Writing Graph Patterns
This page discusses some good practices for writing graph patterns.
How to handle redundant variables if they are required in a graph pattern
This is a common pitfall, so we recommend having a look at this section!
Let's take the following graph pattern as an example, which defines a device which measures a property, and the type of that property.
?device <https://saref.etsi.org/core/measuresProperty> ?property .
?property a ?propertyType .
This graph pattern contains three variables: device
, property
and propertyType
.
What should you do when you are only interested in device
and propertyType
, but not in property
?
This case often occurs and a common pitfall is that people replace the property
variable by a placeholder individual,
e.g. : http://example.org/property#property
.
The resulting pattern would then look like this:
?device <https://saref.etsi.org/core/measuresProperty> <http://example.org/property#property> .

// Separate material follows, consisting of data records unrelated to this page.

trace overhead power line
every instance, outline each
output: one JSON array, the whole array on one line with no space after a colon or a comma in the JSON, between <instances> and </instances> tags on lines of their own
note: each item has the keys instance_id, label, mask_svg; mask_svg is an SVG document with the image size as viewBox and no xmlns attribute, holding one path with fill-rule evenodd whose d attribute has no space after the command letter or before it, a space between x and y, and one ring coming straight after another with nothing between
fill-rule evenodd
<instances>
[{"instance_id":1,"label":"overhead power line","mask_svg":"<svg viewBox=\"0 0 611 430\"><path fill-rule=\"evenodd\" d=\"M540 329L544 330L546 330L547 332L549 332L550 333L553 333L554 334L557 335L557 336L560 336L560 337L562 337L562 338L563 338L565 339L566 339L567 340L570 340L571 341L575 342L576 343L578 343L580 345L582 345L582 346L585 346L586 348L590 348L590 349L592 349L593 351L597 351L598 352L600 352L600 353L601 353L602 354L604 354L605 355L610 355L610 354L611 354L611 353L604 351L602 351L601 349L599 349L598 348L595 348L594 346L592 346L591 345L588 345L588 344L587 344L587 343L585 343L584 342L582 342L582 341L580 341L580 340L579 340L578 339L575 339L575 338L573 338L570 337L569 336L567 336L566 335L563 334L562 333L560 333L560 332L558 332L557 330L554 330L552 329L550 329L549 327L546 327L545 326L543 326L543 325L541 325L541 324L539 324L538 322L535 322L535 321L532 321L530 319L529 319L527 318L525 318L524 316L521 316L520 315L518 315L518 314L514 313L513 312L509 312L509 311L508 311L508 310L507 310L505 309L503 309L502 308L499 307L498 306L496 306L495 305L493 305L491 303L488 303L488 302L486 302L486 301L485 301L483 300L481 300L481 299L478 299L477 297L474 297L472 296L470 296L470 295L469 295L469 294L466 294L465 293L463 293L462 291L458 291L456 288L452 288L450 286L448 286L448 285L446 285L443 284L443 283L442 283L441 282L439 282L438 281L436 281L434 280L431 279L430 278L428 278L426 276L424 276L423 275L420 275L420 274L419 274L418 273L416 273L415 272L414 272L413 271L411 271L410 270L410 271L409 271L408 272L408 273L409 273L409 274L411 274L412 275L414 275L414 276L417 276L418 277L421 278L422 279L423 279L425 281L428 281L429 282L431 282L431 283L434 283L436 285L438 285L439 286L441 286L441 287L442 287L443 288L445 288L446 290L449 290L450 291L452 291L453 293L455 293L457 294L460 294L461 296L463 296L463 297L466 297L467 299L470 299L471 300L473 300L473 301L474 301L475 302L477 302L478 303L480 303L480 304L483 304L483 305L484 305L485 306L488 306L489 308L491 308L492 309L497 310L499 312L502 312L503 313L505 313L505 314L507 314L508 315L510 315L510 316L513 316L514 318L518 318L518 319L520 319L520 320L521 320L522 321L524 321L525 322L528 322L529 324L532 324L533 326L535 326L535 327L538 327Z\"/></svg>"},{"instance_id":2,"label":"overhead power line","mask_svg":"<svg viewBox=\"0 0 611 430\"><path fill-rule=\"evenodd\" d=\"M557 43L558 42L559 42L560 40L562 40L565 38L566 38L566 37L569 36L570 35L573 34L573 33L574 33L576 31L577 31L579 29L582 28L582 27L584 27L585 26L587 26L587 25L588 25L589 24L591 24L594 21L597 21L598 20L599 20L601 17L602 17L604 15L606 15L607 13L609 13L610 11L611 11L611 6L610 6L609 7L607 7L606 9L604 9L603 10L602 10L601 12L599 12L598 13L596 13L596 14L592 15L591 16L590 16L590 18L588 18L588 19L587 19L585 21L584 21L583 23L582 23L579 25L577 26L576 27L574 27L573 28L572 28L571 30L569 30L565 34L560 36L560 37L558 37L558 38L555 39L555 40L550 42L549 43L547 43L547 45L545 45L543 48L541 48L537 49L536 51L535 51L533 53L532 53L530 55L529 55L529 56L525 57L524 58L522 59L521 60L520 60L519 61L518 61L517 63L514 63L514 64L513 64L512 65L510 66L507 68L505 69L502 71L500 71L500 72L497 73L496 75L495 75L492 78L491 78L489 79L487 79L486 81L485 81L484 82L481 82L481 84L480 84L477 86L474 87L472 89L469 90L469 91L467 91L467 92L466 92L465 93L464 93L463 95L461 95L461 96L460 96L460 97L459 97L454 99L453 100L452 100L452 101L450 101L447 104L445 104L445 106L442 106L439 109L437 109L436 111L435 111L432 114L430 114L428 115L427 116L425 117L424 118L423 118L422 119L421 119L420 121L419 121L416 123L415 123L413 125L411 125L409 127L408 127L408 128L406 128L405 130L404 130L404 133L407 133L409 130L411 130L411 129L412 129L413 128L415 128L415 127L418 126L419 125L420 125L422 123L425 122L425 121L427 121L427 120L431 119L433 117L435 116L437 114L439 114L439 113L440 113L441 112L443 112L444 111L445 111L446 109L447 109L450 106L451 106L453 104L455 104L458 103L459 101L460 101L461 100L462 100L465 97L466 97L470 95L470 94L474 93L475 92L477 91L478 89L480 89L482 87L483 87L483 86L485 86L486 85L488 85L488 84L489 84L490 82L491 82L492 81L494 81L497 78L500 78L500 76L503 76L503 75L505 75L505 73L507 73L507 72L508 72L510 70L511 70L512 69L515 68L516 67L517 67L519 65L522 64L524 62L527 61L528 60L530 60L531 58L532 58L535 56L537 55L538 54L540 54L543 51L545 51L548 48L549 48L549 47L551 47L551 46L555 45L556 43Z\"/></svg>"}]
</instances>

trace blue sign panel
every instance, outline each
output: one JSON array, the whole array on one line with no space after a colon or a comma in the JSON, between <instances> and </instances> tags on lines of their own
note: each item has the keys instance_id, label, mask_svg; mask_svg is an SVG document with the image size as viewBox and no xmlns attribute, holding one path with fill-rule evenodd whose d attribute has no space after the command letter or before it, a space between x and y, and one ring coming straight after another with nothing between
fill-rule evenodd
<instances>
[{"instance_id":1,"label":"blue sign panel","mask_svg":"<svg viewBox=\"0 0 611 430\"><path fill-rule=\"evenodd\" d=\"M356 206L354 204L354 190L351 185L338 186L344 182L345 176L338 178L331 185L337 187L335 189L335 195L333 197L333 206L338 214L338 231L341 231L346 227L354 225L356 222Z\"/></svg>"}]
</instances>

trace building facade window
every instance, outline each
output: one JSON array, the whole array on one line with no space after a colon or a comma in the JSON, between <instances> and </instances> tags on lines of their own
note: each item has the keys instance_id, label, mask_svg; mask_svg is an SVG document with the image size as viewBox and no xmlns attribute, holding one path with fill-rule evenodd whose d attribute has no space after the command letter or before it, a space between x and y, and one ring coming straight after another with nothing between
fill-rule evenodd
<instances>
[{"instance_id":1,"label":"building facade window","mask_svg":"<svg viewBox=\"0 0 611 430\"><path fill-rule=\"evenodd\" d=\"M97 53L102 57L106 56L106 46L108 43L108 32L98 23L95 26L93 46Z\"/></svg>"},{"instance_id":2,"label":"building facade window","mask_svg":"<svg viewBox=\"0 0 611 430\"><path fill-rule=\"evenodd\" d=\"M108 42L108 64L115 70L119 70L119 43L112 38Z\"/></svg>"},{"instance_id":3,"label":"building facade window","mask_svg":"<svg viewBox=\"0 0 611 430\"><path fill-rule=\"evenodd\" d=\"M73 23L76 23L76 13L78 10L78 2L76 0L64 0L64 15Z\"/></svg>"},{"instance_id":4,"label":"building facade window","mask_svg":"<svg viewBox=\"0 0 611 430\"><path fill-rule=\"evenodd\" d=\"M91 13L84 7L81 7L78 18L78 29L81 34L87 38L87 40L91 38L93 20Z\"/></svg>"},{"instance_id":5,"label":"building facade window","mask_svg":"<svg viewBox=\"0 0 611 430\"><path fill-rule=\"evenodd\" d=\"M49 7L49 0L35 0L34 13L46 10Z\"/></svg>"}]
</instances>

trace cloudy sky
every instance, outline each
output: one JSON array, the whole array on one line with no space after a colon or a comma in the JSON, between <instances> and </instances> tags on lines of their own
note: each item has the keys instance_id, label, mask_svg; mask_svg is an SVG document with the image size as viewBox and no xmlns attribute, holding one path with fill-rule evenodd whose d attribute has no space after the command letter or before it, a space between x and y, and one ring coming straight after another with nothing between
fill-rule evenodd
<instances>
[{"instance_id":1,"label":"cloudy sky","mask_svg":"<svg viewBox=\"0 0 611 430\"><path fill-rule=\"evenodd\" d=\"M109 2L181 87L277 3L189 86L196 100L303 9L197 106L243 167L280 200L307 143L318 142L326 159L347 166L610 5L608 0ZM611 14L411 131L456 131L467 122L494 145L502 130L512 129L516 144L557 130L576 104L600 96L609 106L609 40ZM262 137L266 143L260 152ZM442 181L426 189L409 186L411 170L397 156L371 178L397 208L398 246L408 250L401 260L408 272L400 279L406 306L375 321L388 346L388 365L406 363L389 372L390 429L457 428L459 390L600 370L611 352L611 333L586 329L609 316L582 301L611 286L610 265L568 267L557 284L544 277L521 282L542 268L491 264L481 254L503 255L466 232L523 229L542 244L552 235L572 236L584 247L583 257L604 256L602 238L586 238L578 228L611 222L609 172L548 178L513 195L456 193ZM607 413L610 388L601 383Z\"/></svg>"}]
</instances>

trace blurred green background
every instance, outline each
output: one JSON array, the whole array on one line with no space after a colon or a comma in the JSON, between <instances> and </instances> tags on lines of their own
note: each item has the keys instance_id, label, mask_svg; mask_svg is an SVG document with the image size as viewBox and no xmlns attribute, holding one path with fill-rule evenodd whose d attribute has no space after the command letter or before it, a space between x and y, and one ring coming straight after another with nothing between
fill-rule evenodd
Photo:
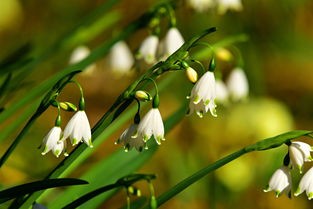
<instances>
[{"instance_id":1,"label":"blurred green background","mask_svg":"<svg viewBox=\"0 0 313 209\"><path fill-rule=\"evenodd\" d=\"M1 0L0 60L25 44L29 48L27 56L31 58L42 56L49 48L55 49L61 37L66 37L65 34L105 2ZM97 22L90 23L89 28L80 28L74 37L66 39L65 47L56 50L49 59L17 80L19 88L13 88L1 105L7 107L14 104L29 89L66 67L71 51L78 45L85 44L91 50L96 48L157 2L120 1L100 15ZM313 1L243 0L242 3L241 12L229 11L224 15L217 14L213 9L196 13L184 2L180 2L176 9L177 27L186 40L212 26L218 28L207 39L212 44L229 36L247 35L245 42L234 45L240 50L245 63L250 97L244 102L219 105L218 118L209 114L202 119L195 115L186 117L166 136L167 140L155 156L140 170L157 174L158 178L154 181L156 194L245 145L293 129L310 130L313 126ZM135 50L146 35L147 30L140 30L126 41ZM228 49L234 53L234 60L217 60L218 71L227 74L236 67L236 50L232 47ZM91 125L137 76L115 77L108 70L106 57L96 63L96 68L91 75L78 76L85 91ZM4 74L1 73L2 79ZM171 88L161 93L160 110L164 118L186 101L185 97L191 89L183 74L177 78L172 81ZM74 87L67 87L62 96L68 98L70 94L70 99L76 101L78 93ZM1 168L1 186L9 187L43 178L57 165L60 159L50 154L42 157L37 149L43 136L53 126L55 115L56 110L49 109L31 128ZM68 119L71 115L68 113L64 117ZM17 112L15 117L0 125L1 130L6 130L8 124L20 116L21 112ZM126 127L127 124L123 128ZM1 142L0 153L4 153L21 128L18 127L14 134ZM114 145L114 141L122 130L95 150L73 176L78 177L98 160L121 149ZM287 147L281 147L243 156L208 175L161 208L311 208L304 194L292 199L282 195L276 199L273 193L262 191L271 174L282 164L286 150ZM297 178L294 179L294 182L297 181ZM148 194L144 188L143 194ZM101 208L119 208L125 202L125 194L120 192Z\"/></svg>"}]
</instances>

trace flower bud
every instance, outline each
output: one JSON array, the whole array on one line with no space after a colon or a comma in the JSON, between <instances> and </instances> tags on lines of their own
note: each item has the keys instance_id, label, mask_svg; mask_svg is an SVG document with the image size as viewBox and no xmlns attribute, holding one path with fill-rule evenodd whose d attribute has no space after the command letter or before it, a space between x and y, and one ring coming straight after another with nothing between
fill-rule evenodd
<instances>
[{"instance_id":1,"label":"flower bud","mask_svg":"<svg viewBox=\"0 0 313 209\"><path fill-rule=\"evenodd\" d=\"M193 68L188 67L186 69L186 76L191 83L196 83L198 80L198 73Z\"/></svg>"},{"instance_id":2,"label":"flower bud","mask_svg":"<svg viewBox=\"0 0 313 209\"><path fill-rule=\"evenodd\" d=\"M150 101L152 99L151 95L143 90L136 91L135 98L143 102Z\"/></svg>"},{"instance_id":3,"label":"flower bud","mask_svg":"<svg viewBox=\"0 0 313 209\"><path fill-rule=\"evenodd\" d=\"M60 102L59 105L62 110L69 111L69 112L77 111L77 107L70 102Z\"/></svg>"}]
</instances>

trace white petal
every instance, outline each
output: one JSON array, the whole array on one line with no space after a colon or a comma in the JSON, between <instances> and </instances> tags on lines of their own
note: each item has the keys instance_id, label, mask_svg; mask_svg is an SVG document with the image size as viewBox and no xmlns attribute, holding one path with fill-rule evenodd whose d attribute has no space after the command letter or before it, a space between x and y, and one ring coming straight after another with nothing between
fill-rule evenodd
<instances>
[{"instance_id":1,"label":"white petal","mask_svg":"<svg viewBox=\"0 0 313 209\"><path fill-rule=\"evenodd\" d=\"M50 150L54 148L56 143L60 140L61 138L61 133L62 130L60 127L54 126L49 133L45 136L43 140L43 145L44 145L44 150L42 151L42 155L45 155L48 153Z\"/></svg>"},{"instance_id":2,"label":"white petal","mask_svg":"<svg viewBox=\"0 0 313 209\"><path fill-rule=\"evenodd\" d=\"M71 54L71 58L69 63L74 64L80 62L81 60L85 59L90 54L90 50L86 46L79 46L74 49Z\"/></svg>"},{"instance_id":3,"label":"white petal","mask_svg":"<svg viewBox=\"0 0 313 209\"><path fill-rule=\"evenodd\" d=\"M225 103L228 100L228 90L225 83L221 80L216 80L216 100L217 102Z\"/></svg>"},{"instance_id":4,"label":"white petal","mask_svg":"<svg viewBox=\"0 0 313 209\"><path fill-rule=\"evenodd\" d=\"M154 108L149 110L149 112L142 118L138 125L138 134L141 135L144 140L150 139L150 137L153 134L152 131L153 118L154 118Z\"/></svg>"},{"instance_id":5,"label":"white petal","mask_svg":"<svg viewBox=\"0 0 313 209\"><path fill-rule=\"evenodd\" d=\"M249 93L249 84L244 71L235 68L227 80L227 88L234 101L245 99Z\"/></svg>"},{"instance_id":6,"label":"white petal","mask_svg":"<svg viewBox=\"0 0 313 209\"><path fill-rule=\"evenodd\" d=\"M153 136L157 144L161 144L160 140L164 140L164 126L162 121L162 116L159 109L154 108L154 118L153 118Z\"/></svg>"},{"instance_id":7,"label":"white petal","mask_svg":"<svg viewBox=\"0 0 313 209\"><path fill-rule=\"evenodd\" d=\"M305 190L307 191L307 194L310 192L313 192L311 189L311 184L313 183L313 167L310 168L302 177L300 180L299 186L297 191L295 192L295 196L298 196Z\"/></svg>"},{"instance_id":8,"label":"white petal","mask_svg":"<svg viewBox=\"0 0 313 209\"><path fill-rule=\"evenodd\" d=\"M289 156L291 160L291 164L295 167L297 167L300 171L304 163L304 154L299 149L296 144L292 143L289 146Z\"/></svg>"},{"instance_id":9,"label":"white petal","mask_svg":"<svg viewBox=\"0 0 313 209\"><path fill-rule=\"evenodd\" d=\"M291 175L289 168L287 166L282 166L277 169L272 175L269 186L265 192L275 191L276 195L279 195L281 192L289 192L291 188Z\"/></svg>"}]
</instances>

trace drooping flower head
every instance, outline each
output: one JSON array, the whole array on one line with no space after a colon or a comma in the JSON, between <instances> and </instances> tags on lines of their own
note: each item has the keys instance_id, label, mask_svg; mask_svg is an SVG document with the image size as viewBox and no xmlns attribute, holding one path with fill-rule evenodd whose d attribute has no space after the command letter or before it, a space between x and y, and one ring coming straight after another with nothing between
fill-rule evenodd
<instances>
[{"instance_id":1,"label":"drooping flower head","mask_svg":"<svg viewBox=\"0 0 313 209\"><path fill-rule=\"evenodd\" d=\"M204 73L194 85L188 98L190 99L188 114L196 112L199 117L202 117L210 110L211 115L217 117L214 103L216 98L214 73L211 71Z\"/></svg>"},{"instance_id":2,"label":"drooping flower head","mask_svg":"<svg viewBox=\"0 0 313 209\"><path fill-rule=\"evenodd\" d=\"M217 79L215 84L216 84L216 101L222 104L227 104L229 95L225 83L222 80Z\"/></svg>"},{"instance_id":3,"label":"drooping flower head","mask_svg":"<svg viewBox=\"0 0 313 209\"><path fill-rule=\"evenodd\" d=\"M176 27L171 27L164 38L163 53L166 58L184 44L184 38Z\"/></svg>"},{"instance_id":4,"label":"drooping flower head","mask_svg":"<svg viewBox=\"0 0 313 209\"><path fill-rule=\"evenodd\" d=\"M146 142L139 135L134 137L138 128L138 124L131 124L118 138L116 144L123 144L124 150L128 152L133 147L139 152L141 152L144 148L146 148Z\"/></svg>"},{"instance_id":5,"label":"drooping flower head","mask_svg":"<svg viewBox=\"0 0 313 209\"><path fill-rule=\"evenodd\" d=\"M303 175L295 192L295 196L300 195L304 191L306 191L309 200L313 199L313 167Z\"/></svg>"},{"instance_id":6,"label":"drooping flower head","mask_svg":"<svg viewBox=\"0 0 313 209\"><path fill-rule=\"evenodd\" d=\"M117 74L129 73L135 62L132 52L124 41L113 45L109 59L111 70Z\"/></svg>"},{"instance_id":7,"label":"drooping flower head","mask_svg":"<svg viewBox=\"0 0 313 209\"><path fill-rule=\"evenodd\" d=\"M79 110L67 123L64 134L64 140L70 138L72 145L79 142L85 142L89 147L93 147L91 141L91 129L89 121L84 110Z\"/></svg>"},{"instance_id":8,"label":"drooping flower head","mask_svg":"<svg viewBox=\"0 0 313 209\"><path fill-rule=\"evenodd\" d=\"M291 142L288 148L292 166L298 168L301 173L304 162L312 161L312 147L304 142Z\"/></svg>"},{"instance_id":9,"label":"drooping flower head","mask_svg":"<svg viewBox=\"0 0 313 209\"><path fill-rule=\"evenodd\" d=\"M153 64L157 61L156 54L159 44L159 37L150 35L140 45L138 58L143 58L147 64Z\"/></svg>"},{"instance_id":10,"label":"drooping flower head","mask_svg":"<svg viewBox=\"0 0 313 209\"><path fill-rule=\"evenodd\" d=\"M282 192L285 192L290 196L291 185L289 168L284 165L274 172L264 192L274 191L276 197L279 197Z\"/></svg>"},{"instance_id":11,"label":"drooping flower head","mask_svg":"<svg viewBox=\"0 0 313 209\"><path fill-rule=\"evenodd\" d=\"M43 151L41 152L42 155L47 154L49 151L59 157L60 154L64 150L64 142L61 141L62 130L59 126L54 126L49 133L44 137L42 141L42 145L44 146Z\"/></svg>"},{"instance_id":12,"label":"drooping flower head","mask_svg":"<svg viewBox=\"0 0 313 209\"><path fill-rule=\"evenodd\" d=\"M235 68L227 79L229 96L234 101L240 101L248 97L249 84L246 74L241 68Z\"/></svg>"},{"instance_id":13,"label":"drooping flower head","mask_svg":"<svg viewBox=\"0 0 313 209\"><path fill-rule=\"evenodd\" d=\"M158 107L159 96L157 94L153 98L152 109L150 109L140 121L137 133L133 136L134 138L141 137L145 142L147 142L151 136L153 136L156 143L159 145L161 144L161 140L165 140L163 120Z\"/></svg>"}]
</instances>

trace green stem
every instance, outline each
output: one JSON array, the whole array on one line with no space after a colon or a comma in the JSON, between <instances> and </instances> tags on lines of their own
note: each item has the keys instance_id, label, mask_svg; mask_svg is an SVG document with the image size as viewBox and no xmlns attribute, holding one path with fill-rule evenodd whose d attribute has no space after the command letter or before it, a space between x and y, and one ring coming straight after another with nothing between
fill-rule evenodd
<instances>
[{"instance_id":1,"label":"green stem","mask_svg":"<svg viewBox=\"0 0 313 209\"><path fill-rule=\"evenodd\" d=\"M32 117L28 120L24 128L21 130L19 135L15 138L15 140L12 142L10 147L6 150L6 152L3 154L3 156L0 159L0 167L3 166L3 164L7 161L11 153L15 150L17 145L21 142L25 134L28 132L30 127L34 124L36 119L44 113L48 107L50 106L50 102L52 100L55 100L55 97L60 93L60 91L65 87L65 85L73 78L74 75L76 75L76 72L72 72L65 77L61 78L54 86L53 88L46 94L46 96L42 99L39 107L37 108L36 112L32 115Z\"/></svg>"},{"instance_id":2,"label":"green stem","mask_svg":"<svg viewBox=\"0 0 313 209\"><path fill-rule=\"evenodd\" d=\"M169 189L168 191L166 191L162 195L158 196L157 197L158 206L164 204L169 199L173 198L174 196L176 196L177 194L179 194L180 192L182 192L183 190L188 188L190 185L192 185L193 183L197 182L198 180L200 180L201 178L206 176L208 173L210 173L210 172L222 167L223 165L237 159L238 157L242 156L245 153L247 153L247 151L245 149L238 150L237 152L234 152L234 153L216 161L215 163L199 170L198 172L194 173L193 175L187 177L186 179L179 182L178 184L176 184L174 187L172 187L171 189ZM148 208L148 207L145 207L145 208Z\"/></svg>"}]
</instances>

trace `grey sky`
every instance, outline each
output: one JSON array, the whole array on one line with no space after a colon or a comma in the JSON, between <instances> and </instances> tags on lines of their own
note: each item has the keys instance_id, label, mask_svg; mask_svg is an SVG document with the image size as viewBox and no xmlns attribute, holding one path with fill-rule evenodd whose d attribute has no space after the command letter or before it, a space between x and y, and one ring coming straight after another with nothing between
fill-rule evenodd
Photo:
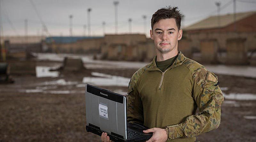
<instances>
[{"instance_id":1,"label":"grey sky","mask_svg":"<svg viewBox=\"0 0 256 142\"><path fill-rule=\"evenodd\" d=\"M29 35L41 35L42 25L30 0L32 1L45 23L51 35L68 36L69 15L73 15L73 35L83 35L83 25L87 25L87 9L91 13L92 35L102 35L102 22L106 23L106 33L115 32L114 1L108 0L0 0L1 34L24 35L24 20L28 19ZM147 34L150 28L152 14L158 9L167 5L179 7L185 16L182 26L187 26L210 15L217 14L217 1L119 0L118 6L118 33L128 32L128 19L132 19L133 33L144 33L143 15L147 16ZM222 6L232 0L221 1ZM241 1L252 2L248 3ZM254 2L254 3L253 3ZM233 4L221 9L221 14L233 12ZM237 12L256 11L256 0L238 0ZM45 33L43 33L45 35Z\"/></svg>"}]
</instances>

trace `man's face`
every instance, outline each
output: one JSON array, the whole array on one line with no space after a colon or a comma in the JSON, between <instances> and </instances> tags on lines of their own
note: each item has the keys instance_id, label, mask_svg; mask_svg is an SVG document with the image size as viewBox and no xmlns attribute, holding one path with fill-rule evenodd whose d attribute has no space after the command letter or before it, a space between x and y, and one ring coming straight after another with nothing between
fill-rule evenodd
<instances>
[{"instance_id":1,"label":"man's face","mask_svg":"<svg viewBox=\"0 0 256 142\"><path fill-rule=\"evenodd\" d=\"M162 19L150 30L157 52L165 53L178 50L178 41L181 39L182 30L179 30L174 18Z\"/></svg>"}]
</instances>

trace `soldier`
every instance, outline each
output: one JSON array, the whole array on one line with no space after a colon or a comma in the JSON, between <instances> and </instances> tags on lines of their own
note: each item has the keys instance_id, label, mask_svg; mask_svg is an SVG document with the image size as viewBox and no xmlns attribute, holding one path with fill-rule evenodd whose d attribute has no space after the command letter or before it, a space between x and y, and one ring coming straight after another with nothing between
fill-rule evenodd
<instances>
[{"instance_id":1,"label":"soldier","mask_svg":"<svg viewBox=\"0 0 256 142\"><path fill-rule=\"evenodd\" d=\"M129 83L127 121L151 128L143 131L153 133L147 142L195 142L220 123L224 98L217 76L178 51L181 17L178 7L170 6L153 14L150 34L156 56ZM101 140L109 137L103 133Z\"/></svg>"}]
</instances>

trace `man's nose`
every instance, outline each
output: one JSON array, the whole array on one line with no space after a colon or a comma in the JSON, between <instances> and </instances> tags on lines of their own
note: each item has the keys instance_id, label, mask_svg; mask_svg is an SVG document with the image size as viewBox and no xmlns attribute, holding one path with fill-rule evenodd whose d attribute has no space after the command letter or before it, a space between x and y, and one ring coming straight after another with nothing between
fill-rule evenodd
<instances>
[{"instance_id":1,"label":"man's nose","mask_svg":"<svg viewBox=\"0 0 256 142\"><path fill-rule=\"evenodd\" d=\"M162 36L162 40L167 40L167 35L166 35L166 34L165 32L164 32L163 33L163 36Z\"/></svg>"}]
</instances>

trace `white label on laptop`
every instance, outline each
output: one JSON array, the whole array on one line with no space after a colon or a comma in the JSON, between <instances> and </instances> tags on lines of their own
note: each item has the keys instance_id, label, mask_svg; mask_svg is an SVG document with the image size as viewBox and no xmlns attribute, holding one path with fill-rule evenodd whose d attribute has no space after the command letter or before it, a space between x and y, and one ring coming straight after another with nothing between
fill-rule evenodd
<instances>
[{"instance_id":1,"label":"white label on laptop","mask_svg":"<svg viewBox=\"0 0 256 142\"><path fill-rule=\"evenodd\" d=\"M108 106L101 104L99 104L99 111L100 112L100 116L104 118L108 118Z\"/></svg>"}]
</instances>

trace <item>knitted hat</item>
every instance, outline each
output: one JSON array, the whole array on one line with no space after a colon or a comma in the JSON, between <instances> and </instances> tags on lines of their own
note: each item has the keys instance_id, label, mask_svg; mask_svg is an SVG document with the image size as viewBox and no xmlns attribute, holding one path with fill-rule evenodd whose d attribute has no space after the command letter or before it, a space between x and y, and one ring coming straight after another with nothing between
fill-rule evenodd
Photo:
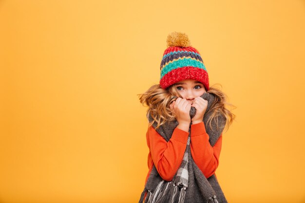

<http://example.org/property#property> a ?propertyType .
However, this causes a problem. Let's distinguish between syntax and semantics here. The graph pattern above is syntactically correct, and is accepted by the Knowledge Engine. However, there is some difficulty with the semantics that it expresses.
Imagine the following binding set:
{
"device": "<sensor1>",
"propertyType": "saref:Motion"
},
{
"device": "<sensor1>",
"propertyType": "saref:Smoke"
},
{
"device": "<sensor2>",
"propertyType": "saref:Energy"
}
If we combine the above Graph Pattern with the above BindingSet, we get the following RDF triples:
<sensor1> <https://saref.etsi.org/core/measuresProperty> <http://example.org/property#property> .
<http://example.org/property#property> a saref:Motion .
<sensor1> <https://saref.etsi.org/core/measuresProperty> <http://example.org/property#property> .
<http://example.org/property#property> a saref:Smoke .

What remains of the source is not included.